FINANCIAL RISK AND MARKET CONDITIONS
Currency
KONGSBERG's policy is to limit foreign currency risk for the business areas and for the Group as a whole. At the same time, the Group takes a proactive approach to the importance of currency as a competitive parameter. Accordingly, all significant contractual currency flows are hedged (project hedges). Hedging is also used for anticipated future currency flows (prognosis hedges). These hedges, along with hedges related to major bids in foreign currency, are based on the individual business area's market and competitive situation.
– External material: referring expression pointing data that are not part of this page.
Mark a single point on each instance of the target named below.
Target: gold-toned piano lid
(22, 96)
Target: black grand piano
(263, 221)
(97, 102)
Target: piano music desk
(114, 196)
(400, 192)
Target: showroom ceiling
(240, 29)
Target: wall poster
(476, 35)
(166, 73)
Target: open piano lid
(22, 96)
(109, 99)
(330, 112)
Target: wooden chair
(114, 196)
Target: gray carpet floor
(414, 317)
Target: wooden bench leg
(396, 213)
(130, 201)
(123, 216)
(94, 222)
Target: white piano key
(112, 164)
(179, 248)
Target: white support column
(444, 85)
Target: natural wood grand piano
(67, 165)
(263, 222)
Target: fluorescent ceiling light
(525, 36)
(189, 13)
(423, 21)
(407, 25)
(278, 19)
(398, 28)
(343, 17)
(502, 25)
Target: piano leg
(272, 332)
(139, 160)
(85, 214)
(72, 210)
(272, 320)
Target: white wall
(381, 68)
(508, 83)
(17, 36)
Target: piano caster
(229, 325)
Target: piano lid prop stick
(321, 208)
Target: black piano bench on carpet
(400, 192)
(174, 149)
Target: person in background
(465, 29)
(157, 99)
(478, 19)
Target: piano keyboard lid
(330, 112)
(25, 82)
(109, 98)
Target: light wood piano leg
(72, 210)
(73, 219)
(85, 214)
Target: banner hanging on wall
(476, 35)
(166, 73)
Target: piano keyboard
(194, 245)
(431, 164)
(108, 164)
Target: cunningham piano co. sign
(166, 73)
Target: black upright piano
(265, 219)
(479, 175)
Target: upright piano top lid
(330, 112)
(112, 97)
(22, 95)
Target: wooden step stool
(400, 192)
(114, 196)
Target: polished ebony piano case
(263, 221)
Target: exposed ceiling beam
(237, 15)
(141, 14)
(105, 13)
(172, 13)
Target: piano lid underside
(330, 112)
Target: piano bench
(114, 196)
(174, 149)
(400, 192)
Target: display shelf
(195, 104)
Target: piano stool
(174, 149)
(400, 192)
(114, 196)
The hedging strategy offsets transient currency fluctuations, and gives the Group time to make operational adjustments in the event of lasting changes.
Although the bulk of KONGSBERG's production takes place in Norway, about 70 per cent of its sales take place outside Norway. Procurements in foreign currencies are equivalent to roughly 35 per cent of sales. This means KONGSBERG has substantial net foreign currency exposure, not least in terms of US Dollars (USD).
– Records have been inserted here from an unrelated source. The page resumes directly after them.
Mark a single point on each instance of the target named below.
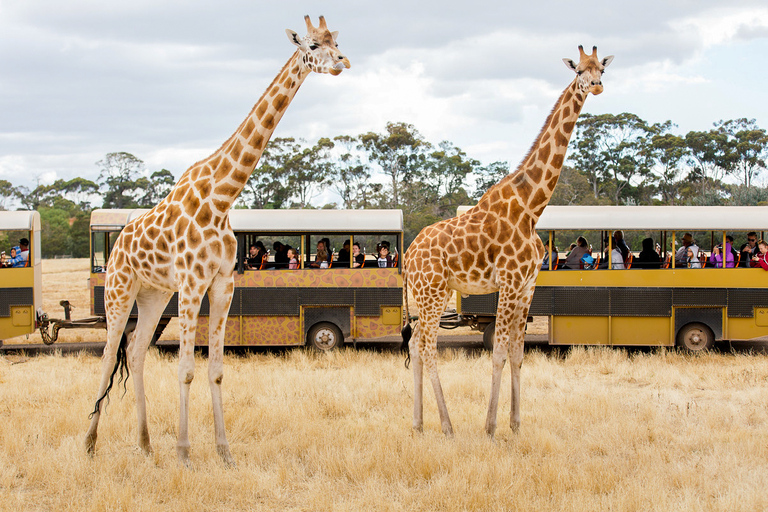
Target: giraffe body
(186, 244)
(494, 247)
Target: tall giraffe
(493, 247)
(186, 244)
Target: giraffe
(493, 247)
(186, 245)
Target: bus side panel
(643, 330)
(580, 330)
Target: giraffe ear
(294, 37)
(571, 65)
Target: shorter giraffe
(493, 247)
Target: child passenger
(293, 261)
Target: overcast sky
(170, 80)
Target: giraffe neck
(534, 180)
(222, 176)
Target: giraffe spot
(280, 102)
(203, 187)
(544, 154)
(222, 171)
(191, 203)
(257, 141)
(181, 226)
(261, 108)
(560, 139)
(193, 237)
(204, 216)
(248, 128)
(248, 160)
(268, 122)
(226, 189)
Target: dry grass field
(602, 429)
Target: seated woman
(648, 257)
(573, 260)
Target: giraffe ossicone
(493, 247)
(186, 245)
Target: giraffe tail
(121, 365)
(407, 331)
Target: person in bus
(385, 259)
(573, 260)
(648, 257)
(321, 256)
(293, 260)
(761, 258)
(692, 257)
(343, 259)
(730, 254)
(357, 255)
(256, 254)
(749, 250)
(681, 256)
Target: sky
(170, 80)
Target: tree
(119, 175)
(398, 152)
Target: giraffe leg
(189, 308)
(418, 379)
(150, 303)
(220, 295)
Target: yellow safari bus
(331, 287)
(21, 294)
(655, 291)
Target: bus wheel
(695, 337)
(325, 336)
(489, 333)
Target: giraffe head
(320, 52)
(589, 70)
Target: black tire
(695, 337)
(489, 334)
(324, 337)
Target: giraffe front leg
(418, 380)
(220, 296)
(188, 313)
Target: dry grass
(602, 430)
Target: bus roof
(667, 218)
(20, 221)
(324, 221)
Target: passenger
(343, 259)
(293, 260)
(573, 260)
(760, 259)
(256, 254)
(648, 257)
(22, 255)
(357, 255)
(618, 241)
(717, 256)
(692, 256)
(681, 256)
(281, 255)
(555, 257)
(321, 257)
(385, 259)
(749, 250)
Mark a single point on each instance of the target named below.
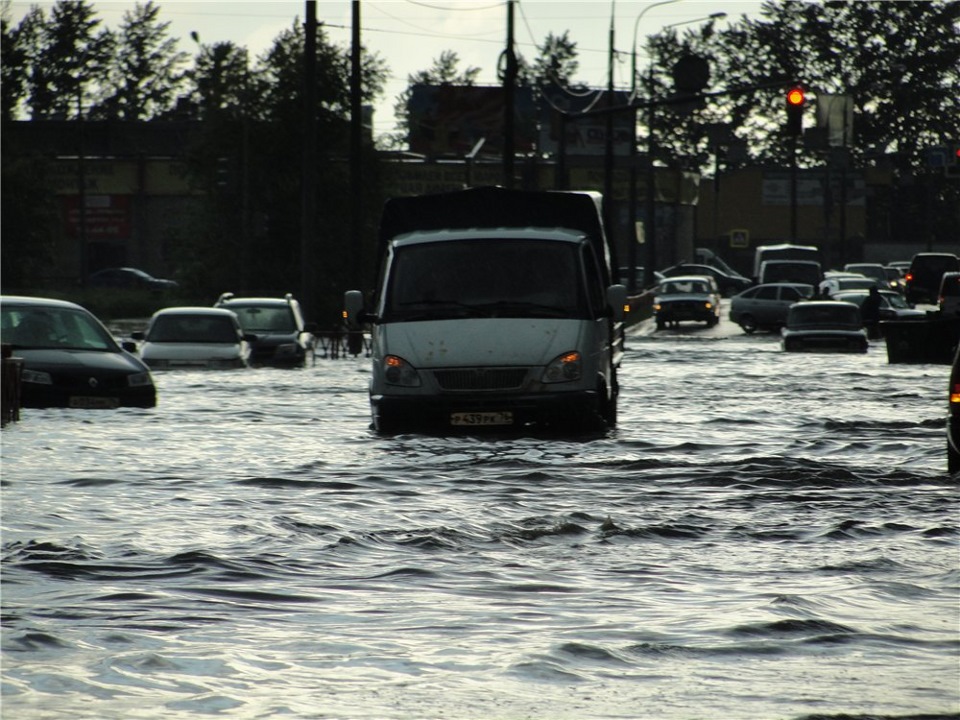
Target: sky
(410, 34)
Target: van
(494, 308)
(949, 300)
(922, 280)
(807, 272)
(783, 251)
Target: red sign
(105, 217)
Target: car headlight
(139, 380)
(397, 371)
(36, 376)
(287, 349)
(564, 368)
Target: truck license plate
(91, 403)
(482, 418)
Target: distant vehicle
(765, 307)
(949, 296)
(282, 335)
(129, 279)
(842, 282)
(194, 337)
(625, 277)
(728, 284)
(703, 256)
(871, 270)
(926, 271)
(953, 416)
(70, 359)
(893, 306)
(824, 326)
(687, 297)
(895, 279)
(783, 251)
(807, 272)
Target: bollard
(10, 390)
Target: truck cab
(494, 308)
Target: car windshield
(813, 315)
(265, 319)
(50, 327)
(192, 329)
(674, 287)
(485, 278)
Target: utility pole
(608, 146)
(356, 142)
(509, 87)
(308, 197)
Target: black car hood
(92, 360)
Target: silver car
(765, 306)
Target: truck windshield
(485, 278)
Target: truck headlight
(564, 368)
(397, 371)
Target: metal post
(308, 204)
(509, 87)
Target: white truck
(494, 308)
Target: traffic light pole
(793, 189)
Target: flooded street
(763, 536)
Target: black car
(728, 284)
(70, 359)
(925, 274)
(953, 416)
(283, 338)
(129, 279)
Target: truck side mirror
(353, 312)
(617, 301)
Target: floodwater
(764, 536)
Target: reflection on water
(763, 536)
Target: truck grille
(468, 379)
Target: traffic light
(795, 103)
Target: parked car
(728, 284)
(764, 307)
(893, 306)
(282, 335)
(129, 279)
(953, 416)
(839, 282)
(70, 359)
(194, 337)
(895, 279)
(926, 271)
(875, 271)
(824, 326)
(949, 296)
(687, 297)
(790, 271)
(639, 275)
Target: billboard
(451, 119)
(587, 135)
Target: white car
(765, 307)
(194, 337)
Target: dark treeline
(898, 62)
The Group's foreign currency exposure is especially high in the offshore market where many of its competitors have their cost base in USD. Many companies competing on the merchant marine market are located in Europe. Keener competition from Asia is increasing currency risk in this segment as well.
For Kongsberg Defence & Aerospace, all new bids will be based on market rates. Defence market customers are less sensitive to currency fluctuations.
At 31 December 2007, the Group had hedged a total of NOK 8.6 billion in foreign currencies, mainly in USD and EUR.
Hedging by objective
The hedging strategy has a two- to three-year perspective. It offsets transient currency fluctuations and gives the Group time to make operational adjustments in the event of lasting changes. We take active initiatives to reduce the effect of currency fluctuations, both by increasing the percentage of production abroad and by increasing the share of our cost base in foreign currencies.
The hedging of net anticipated future foreign exchange earnings in USD and EUR is based on a hedging matrix based on levels and time. For USD, the floor of the matrix is an exchange rate of NOK 6.00. This means that prognosis hedges will not be made in USD as long as the exchange rate is less than NOK 6.
See Note 24 to the consolidated accounts for details on hedging.
| Amounts in MNOK | Value based and agreed exchange rates | More- (+)/ negative (-) 31 Dec 07 | More- (+)/ negative (-) 31 Dec 06 |
| Prognosis hedges (cash flow hedges) | 3 292 | 188 | 57 |
| Currency options | 261 | 14 | - |
| Total cash flow hedges | 3 553 | 202 | 57 |
| Project hedges (fair value hedges) | 5 263 | 248 | 24 |
| Loan hedges | 123 | 2 | - |
| Total | 8 939 | 452 | 81 |
Funding
Satisfactory creditworthiness with financial institutions is a prerequisite for predictability when it comes to funding operational and investment plans. KONGSBERG is considered 'investment grade', i.e. the Group is associated with low risk. Good creditworthiness will reduce refinancing risk and financing costs.
In 2007, KONGSBERG reduced its gross debt to MNOK 700. At year-end 2007, the Group had net cash and cash deposits of MNOK 242. Borrowing requirements vary as a result of seasonal fluctuations in some areas and due to the terms of payment in major defence contracts. Any acquisitions will also affect the need for capital. At the beginning of 2008, KONGSBERG has the following loans in its central funding programme:
| Bond issue | MNOK 300 | Due March 2012 |
| Bond issue | MNOK 400 | Due June 2009 |
At the beginning of 2008, KONGSBERG has placed surplus liquidity of MNOK 700 in short-term deposits with the Group's banks.
KONGSBERG's financing is otherwise based on a syndicated credit facility (a group of banks stands behind the credit facility) of MNOK 1 000 that will mature in 2013. The credit facility was unused at 1 January 2008. Financial and liquidity management is coordinated by Kongsberg Finans, the Group's corporate financial services unit.
Interest
At year-end 2007, the Group's loan programme had an average fixed-rate period of 1.4 years. KONGSBERG has hedged its loans through fixed-interest and interest swap agreements which create predictability.
Interest swap agreements
| MNOK | Due date | Years remaining | |
| DnB 13 | 300 | 17 June 2009 | 1.5 years |
| XiAN 11 | 100 | 17 Dec. 2008 | 1 year |
Otherwise, reference is made to Note 24 to the consolidated accounts.